Fay was confused. Why the cellar? It’s the attic where they’ve disappeared. They, she thought – both the other boy and now her brother Ivan. They’ve disappeared, from here.

But not taken. Not taken.

*

Thomas locked the front door and methodically went through every room in the bookshop. He made Fay stay with Auntie Jean, and they both watched his progress live on the monitor.

The cellar held lots of her Uncle’s junk. She watched Thomas rifling through boxes of paperwork, and sniffing some dusty old clothes. She wondered how long the police had searched for her cousin Artie. She could feel Auntie Jean trembling beside her. Uncle Gwynne had a face like stone, and wouldn’t look at either of them. Did they still hope that Artie would one day just walk back into the shop? Or was his body mouldering by some rock somewhere, waiting for some unfortunate hiker to discover it?

Fay felt cold, and desperately wished that her Mam would come. This wasn’t her home after all.

Thomas checked behind bookshelves in the other rooms, searching, presumably, for hidden doors. Fay was glad this was not her dream where doors could appear willy nilly. He checked the yard, nothing there but the bins. He moved up to the first floor. Nothing in history or archaeology, geography or travel. He stuck his head in the old cupboards and stamped loudly on the floorboards. Nothing.

Then he went up to the attic rooms. He had to stoop to enter through the four-and-a-half-foot door. Fay peered more closely at the screen.

She watched as he bent over the dolls. He picked one up to examine it more closely, and then turned his attention to the books, just as Ivan had done. There was one book lying on top of the others and he picked it up.

The screen fuzzed, and he was gone.

Fay bolted back from the monitor in horror. “No, no, no,” she moaned. She felt a scream try to force its way up from her stomach through her spine, and thumped her belly to stop it escaping. “That can’t happen!”
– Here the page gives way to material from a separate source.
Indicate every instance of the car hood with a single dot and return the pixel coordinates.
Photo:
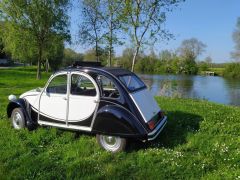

She had to know. Had to. This was worse than her dreams but it was real and it was here. Ivan was her brother, and her responsibility. She darted away from Auntie Jean, and evaded Uncle Gwynne as he went to catch her. She thought she heard him shouting after her, “My book! Don’t look at my book!” but she wasn’t sure and she wasn’t going to stop for anything.

She ran up the narrow, winding stairs to the attic, counting as she went. Sergeant Thomas was nowhere to be seen.

She entered the room slowly, warily. She no longer trusted her dolls – she wasn’t even sure about her policeman doll. He was lying on the floor, where Ivan had dropped him.

There were two dolls in the pram that she didn’t remember. A boy doll, in a blue jacket. His cheeks were ruddy, and he had yellow wool for hair, and crooked wire glasses stuck to his front, and orange shoes. And another boy doll, soft-bodied like the sailor doll with a painted smile – but he was wearing a white t-shirt, and with brown wool for hair, brown like Ivan’s hair. It can’t be Ivan, she thought wildly. He’s not a doll, he’s a human boy! But she gripped him tightly and tears started to roll down her face. She sank to her knees, gripping the policeman doll too. Whose face, she could see through her tears, was no longer smiling, but grimacing, mouth wide, like a scream.

Fay found that she couldn’t breathe. The world seemed to fuzz around her, becoming indistinct, and then inverted black and white like a photographic negative. It was if she were about to faint, but Fay knew she was still conscious. When her vision cleared, the room was smaller. Her head touched the ceiling.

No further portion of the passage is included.